They moved inside, and Hannah went upstairs to change into her regular clothes while Alfric opened up the box. Mizuki was hovering nearby, doing her best to look.
“Chocolate, a bottle of drosiril, stationery so I can write letters,” he kept taking things out of the box and placing them on the kitchen counter, “Fish jerky which I think is from my uncle, dried plums, foot cream which is probably from my brother —”
“Why?” asked Mizuki.
“It’s a joke,” said Alfric. “Not a funny one, but a joke.”

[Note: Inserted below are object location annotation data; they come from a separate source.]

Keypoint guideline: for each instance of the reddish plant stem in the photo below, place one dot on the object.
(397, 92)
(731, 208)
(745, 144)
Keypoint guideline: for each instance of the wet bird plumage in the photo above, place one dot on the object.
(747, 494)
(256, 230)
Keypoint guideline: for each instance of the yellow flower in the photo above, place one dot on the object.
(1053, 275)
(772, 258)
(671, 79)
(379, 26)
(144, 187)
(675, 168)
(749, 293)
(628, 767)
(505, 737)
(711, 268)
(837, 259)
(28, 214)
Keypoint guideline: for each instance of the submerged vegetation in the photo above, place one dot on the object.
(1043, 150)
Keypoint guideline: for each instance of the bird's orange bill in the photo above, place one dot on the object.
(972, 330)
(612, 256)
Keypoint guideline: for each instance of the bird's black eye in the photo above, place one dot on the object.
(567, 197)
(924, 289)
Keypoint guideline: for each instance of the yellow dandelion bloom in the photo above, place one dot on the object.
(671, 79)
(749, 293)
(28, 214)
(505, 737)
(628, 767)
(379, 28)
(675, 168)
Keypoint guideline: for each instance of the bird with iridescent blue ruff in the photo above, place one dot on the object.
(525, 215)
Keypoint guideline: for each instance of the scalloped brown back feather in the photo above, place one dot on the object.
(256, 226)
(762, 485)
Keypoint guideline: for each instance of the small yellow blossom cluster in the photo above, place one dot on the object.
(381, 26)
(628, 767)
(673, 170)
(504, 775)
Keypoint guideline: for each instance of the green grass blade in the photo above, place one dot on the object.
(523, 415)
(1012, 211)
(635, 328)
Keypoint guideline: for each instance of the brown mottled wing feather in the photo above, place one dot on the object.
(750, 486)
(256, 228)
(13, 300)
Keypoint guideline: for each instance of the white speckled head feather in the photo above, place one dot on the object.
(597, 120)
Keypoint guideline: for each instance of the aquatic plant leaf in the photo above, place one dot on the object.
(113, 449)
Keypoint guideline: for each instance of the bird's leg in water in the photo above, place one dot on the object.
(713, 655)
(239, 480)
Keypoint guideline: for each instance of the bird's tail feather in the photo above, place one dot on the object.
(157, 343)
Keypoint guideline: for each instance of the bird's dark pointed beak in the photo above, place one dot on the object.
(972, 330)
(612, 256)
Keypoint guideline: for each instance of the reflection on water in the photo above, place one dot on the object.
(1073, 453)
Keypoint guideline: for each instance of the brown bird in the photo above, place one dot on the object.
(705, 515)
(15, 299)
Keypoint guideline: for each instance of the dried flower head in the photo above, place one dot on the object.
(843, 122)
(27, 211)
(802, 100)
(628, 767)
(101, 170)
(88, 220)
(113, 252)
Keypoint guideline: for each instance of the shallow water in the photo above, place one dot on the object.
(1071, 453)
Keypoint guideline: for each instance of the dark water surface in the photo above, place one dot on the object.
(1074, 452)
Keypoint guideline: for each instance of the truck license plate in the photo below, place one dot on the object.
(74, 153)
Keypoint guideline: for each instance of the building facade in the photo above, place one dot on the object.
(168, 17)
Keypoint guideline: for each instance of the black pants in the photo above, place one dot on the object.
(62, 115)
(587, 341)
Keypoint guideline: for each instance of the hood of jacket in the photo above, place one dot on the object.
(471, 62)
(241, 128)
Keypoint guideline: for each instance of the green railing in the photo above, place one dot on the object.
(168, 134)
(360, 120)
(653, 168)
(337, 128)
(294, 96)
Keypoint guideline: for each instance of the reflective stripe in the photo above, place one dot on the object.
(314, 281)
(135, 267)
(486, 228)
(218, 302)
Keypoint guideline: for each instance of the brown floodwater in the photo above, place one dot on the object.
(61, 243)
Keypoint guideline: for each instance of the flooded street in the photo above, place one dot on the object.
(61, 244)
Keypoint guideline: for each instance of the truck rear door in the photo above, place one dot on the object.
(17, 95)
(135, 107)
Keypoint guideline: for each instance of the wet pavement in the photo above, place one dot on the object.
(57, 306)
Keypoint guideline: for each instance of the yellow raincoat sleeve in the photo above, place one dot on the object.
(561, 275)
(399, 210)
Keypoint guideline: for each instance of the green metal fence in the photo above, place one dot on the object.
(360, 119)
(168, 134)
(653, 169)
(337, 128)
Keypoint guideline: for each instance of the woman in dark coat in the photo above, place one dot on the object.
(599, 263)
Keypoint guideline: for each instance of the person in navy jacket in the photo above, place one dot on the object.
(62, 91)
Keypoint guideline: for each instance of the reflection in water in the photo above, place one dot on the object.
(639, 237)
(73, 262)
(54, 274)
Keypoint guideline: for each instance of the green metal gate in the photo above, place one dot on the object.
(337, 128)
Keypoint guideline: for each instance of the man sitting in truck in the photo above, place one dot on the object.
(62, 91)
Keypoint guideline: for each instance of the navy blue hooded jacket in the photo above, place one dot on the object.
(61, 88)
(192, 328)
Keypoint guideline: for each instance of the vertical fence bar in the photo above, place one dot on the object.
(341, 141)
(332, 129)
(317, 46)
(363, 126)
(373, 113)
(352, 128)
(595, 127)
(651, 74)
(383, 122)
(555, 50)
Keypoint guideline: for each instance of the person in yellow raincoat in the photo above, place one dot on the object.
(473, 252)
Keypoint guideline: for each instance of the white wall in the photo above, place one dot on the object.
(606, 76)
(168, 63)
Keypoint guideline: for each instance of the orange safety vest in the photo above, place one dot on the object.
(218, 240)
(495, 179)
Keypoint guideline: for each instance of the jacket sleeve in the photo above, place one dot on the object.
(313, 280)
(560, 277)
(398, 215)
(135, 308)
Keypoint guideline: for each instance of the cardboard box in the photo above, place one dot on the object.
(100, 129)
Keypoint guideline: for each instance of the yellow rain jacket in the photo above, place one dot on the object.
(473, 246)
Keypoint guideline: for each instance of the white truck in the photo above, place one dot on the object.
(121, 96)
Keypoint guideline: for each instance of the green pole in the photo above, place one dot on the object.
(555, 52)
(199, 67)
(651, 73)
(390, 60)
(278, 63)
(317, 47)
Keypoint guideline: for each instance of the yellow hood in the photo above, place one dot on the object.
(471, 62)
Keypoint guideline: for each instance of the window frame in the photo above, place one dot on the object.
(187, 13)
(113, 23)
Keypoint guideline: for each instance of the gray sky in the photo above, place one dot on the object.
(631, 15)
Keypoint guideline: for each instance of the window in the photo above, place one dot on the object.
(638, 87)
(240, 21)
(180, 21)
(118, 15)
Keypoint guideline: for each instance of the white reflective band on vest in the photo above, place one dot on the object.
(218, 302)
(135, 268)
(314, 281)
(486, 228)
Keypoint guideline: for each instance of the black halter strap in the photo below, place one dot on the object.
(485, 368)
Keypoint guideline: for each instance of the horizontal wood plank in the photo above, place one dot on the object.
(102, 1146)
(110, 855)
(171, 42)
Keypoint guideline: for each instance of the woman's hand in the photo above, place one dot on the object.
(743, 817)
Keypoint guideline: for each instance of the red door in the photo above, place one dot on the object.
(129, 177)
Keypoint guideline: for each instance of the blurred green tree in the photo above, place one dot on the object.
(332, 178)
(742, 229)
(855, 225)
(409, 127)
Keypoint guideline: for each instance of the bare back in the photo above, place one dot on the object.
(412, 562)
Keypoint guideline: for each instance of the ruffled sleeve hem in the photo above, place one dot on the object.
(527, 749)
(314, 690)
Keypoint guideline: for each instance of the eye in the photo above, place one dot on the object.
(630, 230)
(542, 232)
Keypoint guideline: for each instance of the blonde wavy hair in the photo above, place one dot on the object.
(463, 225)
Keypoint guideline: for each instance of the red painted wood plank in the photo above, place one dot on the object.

“Ah, so you share the same sense of humor,” said Mizuki, grinning at him. “Unfunny jokes.”
“And lastly, tickets to the opera, from my father,” said Alfric, laying them on the table with a sigh. “Along with what appears to be an offer to pick us up and pay for expenses.” There were five tickets there, and Mizuki picked one up to look at it.
“What, we’d just … go to Dondrian for the night?” asked Mizuki. Her eyes were wide. Perhaps everything he’d said about who he was and the resources his family had hadn’t sunk in for her yet.
“Yes,” said Alfric with a sigh. “And no, I don’t think we’re going.”
“What?” asked Mizuki. “Why not? I don’t even know what opera is, but it seems like it would be up my alley.”
“We’d need dress clothes,” said Alfric.
Mizkuki looked down at herself. “This is my temple best though.” It wasn’t her usual outfit, instead, something like a long robe with higher quality cloth and good stitching, emphasizing clean lines. She looked good in it, and was also wearing a bit of makeup, which she didn’t normally do.
“There are certain expectations for the opera,” said Alfric, feeling apologetic. “Especially if you’re going to be up in one of the private boxes.”
“Private boxes?” asked Mizuki. She looked down at the tickets. “Are these … pretty expensive?”
“Um,” said Alfric. “Not for my dad, no.” He hesitated. “But that’s because he has a controlling interest in the opera.”
Mizuki stared at him. “He owns an opera?”
“He owns sixty percent of the opera company,” said Alfric. “It’s one of the only creative endeavors our family has any investment in, mostly because he’s a fan. Um, aside from commissions and things, we do those too, and some patronage, but I don’t think that counts.”
“So he just one day thought to himself, gee, I should own this thing?” asked Mizuki.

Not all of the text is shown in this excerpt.